- Dates active: 1980s–1995
- Country: Honduras
- Ideology: Anti-imperialism Left-wing terrorism
- Political position: Far-left

= Morazanist Patriotic Front =

Honduran militia

Morazanist Patriotic Front (FPM, Spanish: Frente Patriótico Morazanista) was a paramilitary group operating in Honduras. It is considered a radical, leftist terrorist group by United States. Its aim was to limit United States involvement in Honduras economic and political affairs. The Nicaraguan government is believed to have had ties to the FPM.

== History ==
The group first appeared in the late 1980s.
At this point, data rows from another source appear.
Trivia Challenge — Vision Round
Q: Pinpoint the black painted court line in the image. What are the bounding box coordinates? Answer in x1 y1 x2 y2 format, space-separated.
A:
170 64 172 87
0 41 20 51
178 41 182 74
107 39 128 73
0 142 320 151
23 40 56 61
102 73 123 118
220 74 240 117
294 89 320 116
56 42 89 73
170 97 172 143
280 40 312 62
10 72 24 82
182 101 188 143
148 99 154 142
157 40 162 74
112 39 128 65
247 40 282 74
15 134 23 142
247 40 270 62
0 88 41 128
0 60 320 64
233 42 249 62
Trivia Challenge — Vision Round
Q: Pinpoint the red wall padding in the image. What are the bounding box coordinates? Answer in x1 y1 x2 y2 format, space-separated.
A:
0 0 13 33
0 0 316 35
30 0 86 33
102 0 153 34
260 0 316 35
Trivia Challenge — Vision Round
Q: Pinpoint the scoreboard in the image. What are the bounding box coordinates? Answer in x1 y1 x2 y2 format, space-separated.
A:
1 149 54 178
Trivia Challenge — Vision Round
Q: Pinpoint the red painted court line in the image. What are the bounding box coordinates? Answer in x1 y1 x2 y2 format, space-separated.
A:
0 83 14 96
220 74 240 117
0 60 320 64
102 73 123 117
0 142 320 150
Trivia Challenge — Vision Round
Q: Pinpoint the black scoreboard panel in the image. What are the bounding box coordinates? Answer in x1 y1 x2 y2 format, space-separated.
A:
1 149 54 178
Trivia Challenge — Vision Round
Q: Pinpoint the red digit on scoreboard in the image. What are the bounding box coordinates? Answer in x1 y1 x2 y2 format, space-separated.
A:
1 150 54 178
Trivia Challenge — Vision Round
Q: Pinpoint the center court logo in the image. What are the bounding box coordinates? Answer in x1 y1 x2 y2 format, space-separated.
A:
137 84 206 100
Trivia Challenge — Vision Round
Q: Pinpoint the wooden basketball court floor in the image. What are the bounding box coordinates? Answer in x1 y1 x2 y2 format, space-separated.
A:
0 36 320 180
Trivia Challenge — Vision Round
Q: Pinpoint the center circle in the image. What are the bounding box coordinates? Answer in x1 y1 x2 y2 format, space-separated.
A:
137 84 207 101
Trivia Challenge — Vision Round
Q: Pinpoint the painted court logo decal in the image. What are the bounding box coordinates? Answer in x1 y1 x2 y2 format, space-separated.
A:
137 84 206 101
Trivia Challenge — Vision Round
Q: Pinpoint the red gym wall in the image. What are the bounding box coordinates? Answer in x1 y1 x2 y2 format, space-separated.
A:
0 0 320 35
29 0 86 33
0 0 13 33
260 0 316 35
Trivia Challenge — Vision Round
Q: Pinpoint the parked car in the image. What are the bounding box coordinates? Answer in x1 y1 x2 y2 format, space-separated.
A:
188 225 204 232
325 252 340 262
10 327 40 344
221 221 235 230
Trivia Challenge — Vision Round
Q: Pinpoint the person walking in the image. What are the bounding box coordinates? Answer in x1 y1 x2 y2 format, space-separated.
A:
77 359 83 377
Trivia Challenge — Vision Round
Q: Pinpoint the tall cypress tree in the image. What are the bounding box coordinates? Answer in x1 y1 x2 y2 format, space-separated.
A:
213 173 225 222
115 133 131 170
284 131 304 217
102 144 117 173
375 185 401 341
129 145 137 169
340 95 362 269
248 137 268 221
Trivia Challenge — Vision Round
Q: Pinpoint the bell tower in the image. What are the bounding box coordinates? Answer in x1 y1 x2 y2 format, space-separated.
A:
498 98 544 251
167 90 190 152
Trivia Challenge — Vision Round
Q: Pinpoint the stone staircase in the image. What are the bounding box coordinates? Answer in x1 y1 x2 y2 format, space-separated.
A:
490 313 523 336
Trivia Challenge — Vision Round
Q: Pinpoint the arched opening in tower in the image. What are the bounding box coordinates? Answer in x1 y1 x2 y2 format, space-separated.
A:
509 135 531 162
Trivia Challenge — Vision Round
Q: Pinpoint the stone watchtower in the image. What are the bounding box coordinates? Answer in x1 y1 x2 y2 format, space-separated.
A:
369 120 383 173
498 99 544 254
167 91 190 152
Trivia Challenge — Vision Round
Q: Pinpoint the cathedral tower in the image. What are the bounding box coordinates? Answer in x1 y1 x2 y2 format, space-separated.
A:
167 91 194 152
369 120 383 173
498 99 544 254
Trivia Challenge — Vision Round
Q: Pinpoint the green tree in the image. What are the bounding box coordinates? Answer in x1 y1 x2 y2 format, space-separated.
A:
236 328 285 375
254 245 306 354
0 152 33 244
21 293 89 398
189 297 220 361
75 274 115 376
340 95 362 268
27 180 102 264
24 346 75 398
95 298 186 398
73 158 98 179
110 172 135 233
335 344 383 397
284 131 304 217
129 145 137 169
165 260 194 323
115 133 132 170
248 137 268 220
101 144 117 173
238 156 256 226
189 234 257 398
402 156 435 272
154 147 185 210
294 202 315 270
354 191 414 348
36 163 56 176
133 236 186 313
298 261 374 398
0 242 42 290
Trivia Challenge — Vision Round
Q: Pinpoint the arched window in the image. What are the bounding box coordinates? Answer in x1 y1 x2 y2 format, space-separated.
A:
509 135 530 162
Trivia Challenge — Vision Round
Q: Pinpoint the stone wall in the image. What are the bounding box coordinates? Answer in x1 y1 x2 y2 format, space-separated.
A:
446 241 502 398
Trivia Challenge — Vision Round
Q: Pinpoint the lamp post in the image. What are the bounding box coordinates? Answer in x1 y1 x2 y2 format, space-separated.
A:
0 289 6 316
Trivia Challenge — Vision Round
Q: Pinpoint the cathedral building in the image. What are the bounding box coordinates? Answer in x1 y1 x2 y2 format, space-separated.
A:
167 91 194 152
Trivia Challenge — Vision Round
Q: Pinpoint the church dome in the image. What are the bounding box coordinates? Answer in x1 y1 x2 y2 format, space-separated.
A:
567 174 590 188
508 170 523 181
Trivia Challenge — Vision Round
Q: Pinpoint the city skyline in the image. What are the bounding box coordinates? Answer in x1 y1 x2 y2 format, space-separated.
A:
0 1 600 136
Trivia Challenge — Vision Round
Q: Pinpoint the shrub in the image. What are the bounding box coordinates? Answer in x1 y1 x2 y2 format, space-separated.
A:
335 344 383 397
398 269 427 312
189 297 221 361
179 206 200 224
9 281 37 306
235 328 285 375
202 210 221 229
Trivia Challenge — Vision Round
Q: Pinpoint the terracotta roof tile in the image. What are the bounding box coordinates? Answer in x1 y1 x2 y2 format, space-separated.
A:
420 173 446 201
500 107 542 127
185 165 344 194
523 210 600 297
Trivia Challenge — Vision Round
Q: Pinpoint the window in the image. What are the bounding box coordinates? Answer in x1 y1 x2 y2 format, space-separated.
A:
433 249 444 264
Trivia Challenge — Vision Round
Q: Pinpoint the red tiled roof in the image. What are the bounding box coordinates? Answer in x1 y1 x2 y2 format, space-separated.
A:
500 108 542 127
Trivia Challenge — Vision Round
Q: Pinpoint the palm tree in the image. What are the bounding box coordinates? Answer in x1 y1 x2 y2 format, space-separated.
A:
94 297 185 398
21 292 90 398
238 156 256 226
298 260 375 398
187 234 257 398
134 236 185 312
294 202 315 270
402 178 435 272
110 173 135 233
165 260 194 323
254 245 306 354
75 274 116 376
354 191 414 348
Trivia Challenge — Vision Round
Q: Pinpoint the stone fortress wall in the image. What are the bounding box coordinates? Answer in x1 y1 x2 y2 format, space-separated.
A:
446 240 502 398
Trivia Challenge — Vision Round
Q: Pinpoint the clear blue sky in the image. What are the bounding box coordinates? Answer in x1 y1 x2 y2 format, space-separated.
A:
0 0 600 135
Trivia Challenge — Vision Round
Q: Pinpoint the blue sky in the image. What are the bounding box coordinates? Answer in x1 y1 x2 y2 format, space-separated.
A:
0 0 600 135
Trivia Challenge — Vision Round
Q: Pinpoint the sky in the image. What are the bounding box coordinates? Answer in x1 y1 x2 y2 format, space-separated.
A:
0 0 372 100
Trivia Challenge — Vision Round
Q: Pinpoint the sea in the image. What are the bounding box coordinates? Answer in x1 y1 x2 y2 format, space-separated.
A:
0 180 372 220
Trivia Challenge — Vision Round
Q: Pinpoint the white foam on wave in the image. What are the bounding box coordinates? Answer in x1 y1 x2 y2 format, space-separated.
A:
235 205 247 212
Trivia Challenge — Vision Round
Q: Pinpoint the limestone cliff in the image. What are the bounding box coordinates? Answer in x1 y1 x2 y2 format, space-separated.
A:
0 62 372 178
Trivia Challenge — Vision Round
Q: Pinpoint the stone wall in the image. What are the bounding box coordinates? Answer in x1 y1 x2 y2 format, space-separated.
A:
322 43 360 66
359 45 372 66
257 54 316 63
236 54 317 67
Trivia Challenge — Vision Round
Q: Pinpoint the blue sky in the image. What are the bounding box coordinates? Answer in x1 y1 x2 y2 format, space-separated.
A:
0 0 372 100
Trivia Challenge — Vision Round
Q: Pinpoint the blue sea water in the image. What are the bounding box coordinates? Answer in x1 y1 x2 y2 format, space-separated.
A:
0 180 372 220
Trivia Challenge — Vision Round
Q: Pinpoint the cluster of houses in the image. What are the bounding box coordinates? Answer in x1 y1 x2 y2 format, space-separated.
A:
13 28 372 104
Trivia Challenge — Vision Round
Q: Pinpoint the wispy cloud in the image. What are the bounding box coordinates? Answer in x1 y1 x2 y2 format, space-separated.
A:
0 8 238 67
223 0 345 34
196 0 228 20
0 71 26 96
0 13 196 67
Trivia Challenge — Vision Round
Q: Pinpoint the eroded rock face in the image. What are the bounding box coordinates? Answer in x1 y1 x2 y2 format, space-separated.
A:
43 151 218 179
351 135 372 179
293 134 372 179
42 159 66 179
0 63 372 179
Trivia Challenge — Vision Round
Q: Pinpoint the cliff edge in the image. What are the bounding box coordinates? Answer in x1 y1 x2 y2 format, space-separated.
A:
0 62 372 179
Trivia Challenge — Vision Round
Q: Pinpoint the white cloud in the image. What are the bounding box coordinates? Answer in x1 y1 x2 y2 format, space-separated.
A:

The group claimed the responsibility for - the bombing of Peace Corps office in December 1988, bombing of a bus near Comayagua on 19 February 1989, attack on US convoy in April 1989, La Ceiba grenade attack in July 1989. attack on a bus in March 1990.

In May 1991, even after top leaders of the Cinchoneros ended armed struggle, the group vowed to continue armed struggle.

On 2 December 1991, in San Pedro SuIa, Cerveceria Hondurena brewery which was owned by the U.S. firm Castle and Cooke was attacked using a RPG-7. Damage were estimated to be at $1 million. FPM claimed responsibility.

On 5 April 1995, FPM claimed responsibility for a leaflet propaganda bomb in Tegucigalpa. This was FPM's last attack. The group is not longer considered active.